Aux deux dépenses s’ajoutent 120 millions de francs pour les «mesures de construction» qu’implique l’acquisition des jets: construction d’un centre d’entraînement à Payerne contenant de nouveaux simulateurs, adaptation des halles de stationnement dans le canton de Vaud ainsi qu’à Meiringen (BE) et Emmen (LU). Et 66 millions de francs destinés à la construction de trois nouveaux bâtiments d’instruction et l’adaptation de l’infrastructure de stockage pour les missiles Patriot. Rien qui ne soit pas pré-budgétisé, assure à nouveau l’exécutif. Le reste des dépenses soumises au parlement porte sur l’achat de matériel et des travaux immobiliers.
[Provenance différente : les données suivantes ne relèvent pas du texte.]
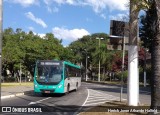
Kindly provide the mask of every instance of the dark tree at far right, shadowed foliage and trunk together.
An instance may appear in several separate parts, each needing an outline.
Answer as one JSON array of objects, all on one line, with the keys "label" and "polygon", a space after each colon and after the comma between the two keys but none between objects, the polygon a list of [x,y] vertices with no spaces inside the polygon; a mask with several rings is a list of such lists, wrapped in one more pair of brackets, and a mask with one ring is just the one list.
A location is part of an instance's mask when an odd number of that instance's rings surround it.
[{"label": "dark tree at far right, shadowed foliage and trunk together", "polygon": [[148,2],[150,8],[146,11],[146,16],[141,18],[140,36],[143,45],[151,52],[151,108],[157,109],[160,105],[160,1],[149,0]]}]

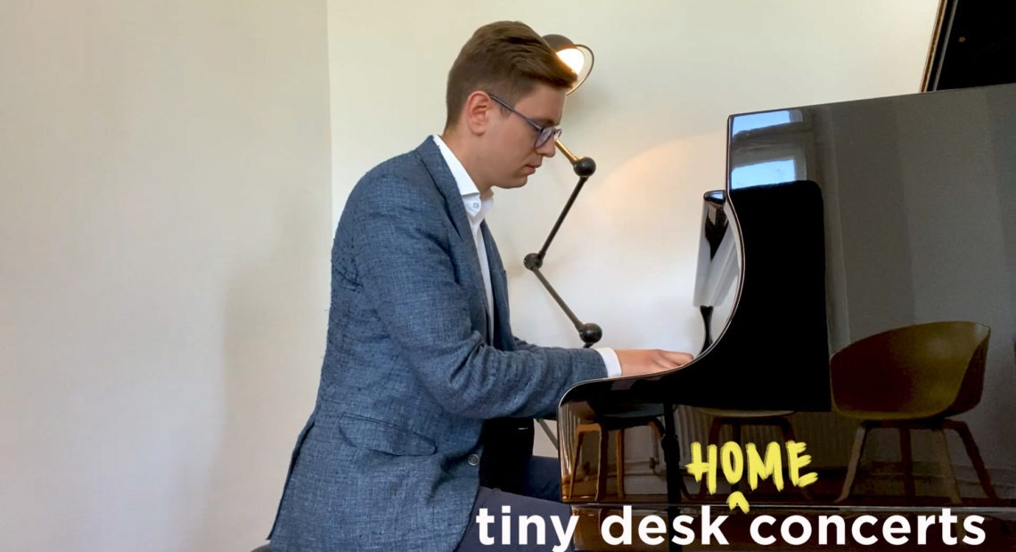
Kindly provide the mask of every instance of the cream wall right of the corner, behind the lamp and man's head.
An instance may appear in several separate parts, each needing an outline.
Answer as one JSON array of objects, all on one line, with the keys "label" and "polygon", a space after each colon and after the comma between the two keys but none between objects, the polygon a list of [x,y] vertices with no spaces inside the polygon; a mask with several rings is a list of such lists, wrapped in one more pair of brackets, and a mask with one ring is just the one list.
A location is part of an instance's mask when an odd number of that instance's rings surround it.
[{"label": "cream wall right of the corner, behind the lamp and man's head", "polygon": [[[602,345],[696,351],[701,195],[724,186],[726,117],[917,91],[937,7],[445,0],[393,10],[331,0],[333,216],[364,171],[440,132],[448,69],[478,26],[517,19],[565,34],[596,62],[568,99],[562,138],[598,168],[544,272],[580,318],[604,327]],[[491,214],[514,329],[548,345],[581,342],[521,260],[539,249],[575,181],[556,159],[522,191],[497,193]]]}]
La Patrouille suisse en danger?

Concernant les achats d’avions et de missiles, ils sont tenus au respect du système dit des «affaires compensatoires» – des mandats obligatoires confiés à l’industrie suisse par le constructeur à hauteur de 60% du montant de la transaction (2,9 milliards) pour les avions et 100% dans le cas des missiles. Ces achats rapporteront 4,2 milliards à l’industrie suisse, souligne le gouvernement, agrémentés de 321 millions de francs de commandes effectuées directement par l’administration suisse. Un surcoût? «Non», répond le Département de la défense, qui précise de manière quelque peu nébuleuse que cette somme est «contenue dans le crédit d’engagement demandé».
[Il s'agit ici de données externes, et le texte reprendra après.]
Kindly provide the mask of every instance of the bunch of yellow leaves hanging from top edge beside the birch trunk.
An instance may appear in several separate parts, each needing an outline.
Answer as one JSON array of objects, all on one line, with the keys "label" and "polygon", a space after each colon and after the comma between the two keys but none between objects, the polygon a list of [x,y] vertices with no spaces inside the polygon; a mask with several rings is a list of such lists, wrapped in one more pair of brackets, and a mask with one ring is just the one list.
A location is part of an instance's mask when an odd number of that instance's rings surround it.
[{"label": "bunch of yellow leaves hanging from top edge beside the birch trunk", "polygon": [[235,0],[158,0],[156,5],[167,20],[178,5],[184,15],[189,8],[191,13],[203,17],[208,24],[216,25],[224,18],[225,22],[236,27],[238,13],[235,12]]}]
Au niveau opérationnel, le gouvernement précise que les 36 nouveaux avions de combat devraient remplacer les 25 F-5 Tiger et les 30 F/A-18 Hornet actuellement détenus par la Suisse. Ces derniers seront remplacés de manière successive dès 2030 par les F-35, tandis que le Conseil fédéral propose la mise hors service des deuxièmes, ceux-ci «n’ayant aucune chance face à un adversaire contemporain». Quant au sort de la Patrouille suisse, «nous attendrons 2025 pour voir si nous continuons, et comment», a précisé Viola Amherd, plongeant certainement les fans de cette escadrille d’apparat créée en 1964 dans des tourments.

Les 8515 voix du doute

Les inquiétudes principales reviennent cependant avant tout à la conseillère fédérale, qui fait face à un mur de critiques. La coalition contre le F-35, pour commencer. «Cet avion fait la une des journaux du monde entier en raison de listes interminables de défauts et d’une explosion continue des coûts d’exploitation et de mise à jour», affirment les militants, qui sont bien déterminés à faire capoter le projet. Plus de 80 000 personnes ont déjà téléchargé à partir de leur site web les documents destinés à recueillir des signatures.
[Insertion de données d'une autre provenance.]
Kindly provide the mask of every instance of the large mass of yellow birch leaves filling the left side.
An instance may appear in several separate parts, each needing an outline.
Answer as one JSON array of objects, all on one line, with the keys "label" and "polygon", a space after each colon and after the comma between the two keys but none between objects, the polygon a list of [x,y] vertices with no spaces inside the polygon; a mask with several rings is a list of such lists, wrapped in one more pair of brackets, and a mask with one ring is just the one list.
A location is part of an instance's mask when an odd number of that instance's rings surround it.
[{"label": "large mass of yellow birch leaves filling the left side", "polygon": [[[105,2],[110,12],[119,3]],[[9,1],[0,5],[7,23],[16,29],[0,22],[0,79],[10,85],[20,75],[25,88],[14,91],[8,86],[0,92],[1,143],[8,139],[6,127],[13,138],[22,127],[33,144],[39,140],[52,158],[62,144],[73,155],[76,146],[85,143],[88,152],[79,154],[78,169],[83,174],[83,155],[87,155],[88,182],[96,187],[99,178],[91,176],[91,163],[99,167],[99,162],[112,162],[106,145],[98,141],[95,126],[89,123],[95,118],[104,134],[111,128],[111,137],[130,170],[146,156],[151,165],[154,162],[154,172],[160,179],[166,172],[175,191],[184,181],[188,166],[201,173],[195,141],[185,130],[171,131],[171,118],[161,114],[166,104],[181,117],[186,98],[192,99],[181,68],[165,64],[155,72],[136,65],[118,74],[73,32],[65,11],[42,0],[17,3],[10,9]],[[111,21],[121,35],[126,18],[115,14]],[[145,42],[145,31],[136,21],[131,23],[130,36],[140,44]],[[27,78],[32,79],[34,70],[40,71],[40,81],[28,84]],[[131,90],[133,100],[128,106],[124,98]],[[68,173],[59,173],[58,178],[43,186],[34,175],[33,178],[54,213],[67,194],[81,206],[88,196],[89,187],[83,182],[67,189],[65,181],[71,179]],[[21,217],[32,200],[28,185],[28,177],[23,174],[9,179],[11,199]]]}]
La Commission de gestion du Conseil national ensuite, qui a annoncé en novembre dernier que «la légalité et l’opportunité de certains aspects de la procédure» de choix des nouveaux avions feraient l’objet d’une enquête. Alors qu’un certain flottement règne actuellement autour du projet, les conclusions de la Commission seront d’une importance capitale. «Nous avons besoin de ces avions», répète Viola Amherd. Mais la conseillère fédérale le sait: en septembre 2020, il s’en est fallu de 8515 voix que le projet n’échoue. Une marge terriblement maigre en cas de nouveau scrutin, qui nécessiterait en outre une double majorité.